Jathekey is located in North-West of Sambrial and lies 2 km away from north end of Sialkot Lahore Motorway, 4 km away from Sialkot Dry Port and 8 km away from Sialkot International Airport. It is located at 32.16°N 74.40°E.The nearest railway station is 3 km away (Sambrial railway station). Export Processing Zone Is Situated in South Of Village and Famous Stream Nala Palkhu Flows in North of village.

Sectors/Mohalla
Jathekey East
Jathekey West
Palkhu
Nangrawala
Haiderpura

Climate
Jathekey is cold during winters and hot and humid during summers.

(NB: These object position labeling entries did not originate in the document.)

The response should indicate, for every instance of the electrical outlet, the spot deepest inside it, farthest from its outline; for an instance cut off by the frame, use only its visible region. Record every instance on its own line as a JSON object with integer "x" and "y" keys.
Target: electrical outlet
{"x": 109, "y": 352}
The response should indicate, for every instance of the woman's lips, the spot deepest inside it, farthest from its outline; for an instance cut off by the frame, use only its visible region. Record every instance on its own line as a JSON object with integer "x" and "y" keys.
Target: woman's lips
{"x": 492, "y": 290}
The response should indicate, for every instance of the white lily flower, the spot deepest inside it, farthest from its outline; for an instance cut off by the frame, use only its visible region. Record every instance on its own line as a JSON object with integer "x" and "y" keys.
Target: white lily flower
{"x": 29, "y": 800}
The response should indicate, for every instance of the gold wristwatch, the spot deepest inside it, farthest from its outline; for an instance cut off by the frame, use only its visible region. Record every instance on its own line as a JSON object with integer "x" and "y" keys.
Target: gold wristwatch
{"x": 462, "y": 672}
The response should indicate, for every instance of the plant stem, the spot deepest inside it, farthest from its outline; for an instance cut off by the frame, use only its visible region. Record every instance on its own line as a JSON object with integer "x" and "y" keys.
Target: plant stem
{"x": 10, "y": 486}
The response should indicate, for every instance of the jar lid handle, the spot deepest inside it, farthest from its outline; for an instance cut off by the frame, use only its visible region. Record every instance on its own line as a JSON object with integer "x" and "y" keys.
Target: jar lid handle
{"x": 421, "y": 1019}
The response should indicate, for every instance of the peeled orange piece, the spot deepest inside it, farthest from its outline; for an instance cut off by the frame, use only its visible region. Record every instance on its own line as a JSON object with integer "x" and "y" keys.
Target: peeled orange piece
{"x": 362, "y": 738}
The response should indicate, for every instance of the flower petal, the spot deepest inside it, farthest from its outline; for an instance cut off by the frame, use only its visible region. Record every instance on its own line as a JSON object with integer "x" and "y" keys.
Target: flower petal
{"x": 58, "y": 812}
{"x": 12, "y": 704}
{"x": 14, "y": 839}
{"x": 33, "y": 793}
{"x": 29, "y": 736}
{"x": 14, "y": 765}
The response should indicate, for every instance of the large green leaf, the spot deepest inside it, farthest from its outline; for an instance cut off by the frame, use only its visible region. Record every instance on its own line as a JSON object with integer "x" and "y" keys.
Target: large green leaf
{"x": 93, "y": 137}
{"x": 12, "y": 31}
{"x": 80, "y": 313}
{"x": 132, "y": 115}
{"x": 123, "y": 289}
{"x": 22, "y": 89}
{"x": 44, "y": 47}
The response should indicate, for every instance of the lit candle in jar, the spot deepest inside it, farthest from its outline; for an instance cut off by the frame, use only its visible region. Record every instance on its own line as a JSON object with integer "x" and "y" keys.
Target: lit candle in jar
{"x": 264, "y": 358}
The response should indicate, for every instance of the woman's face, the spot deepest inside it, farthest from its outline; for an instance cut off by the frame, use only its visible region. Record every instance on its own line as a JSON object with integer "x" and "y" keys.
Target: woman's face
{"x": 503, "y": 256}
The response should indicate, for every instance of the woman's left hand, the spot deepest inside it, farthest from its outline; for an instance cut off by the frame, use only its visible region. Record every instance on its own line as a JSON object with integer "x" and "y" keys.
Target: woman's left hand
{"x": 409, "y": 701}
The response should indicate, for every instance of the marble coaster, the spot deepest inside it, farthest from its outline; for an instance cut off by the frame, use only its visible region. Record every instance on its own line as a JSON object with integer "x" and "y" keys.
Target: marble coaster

May and June are the hottest months. The temperature during winter may drop to 0 °C. The land is, generally, plain and fertile. Most of the rain falls during the Monsoon season in summer which often results in flooding.

Union Council Jathekey
Jathekey is capital of UC Jathekey. Total number of registered voters in union council is 11,000. Union council consists of following villages:
Jathekey
Haddokey
Kalokey
Majra Kalaan

Education
Jathekey has a very good literacy rate. It has 1 Government high school for boys and 2 Government primary school for girls, it also has a college and number of private schools and tuition academies. Mostly people preferred to study in Sambrial or Sialkot.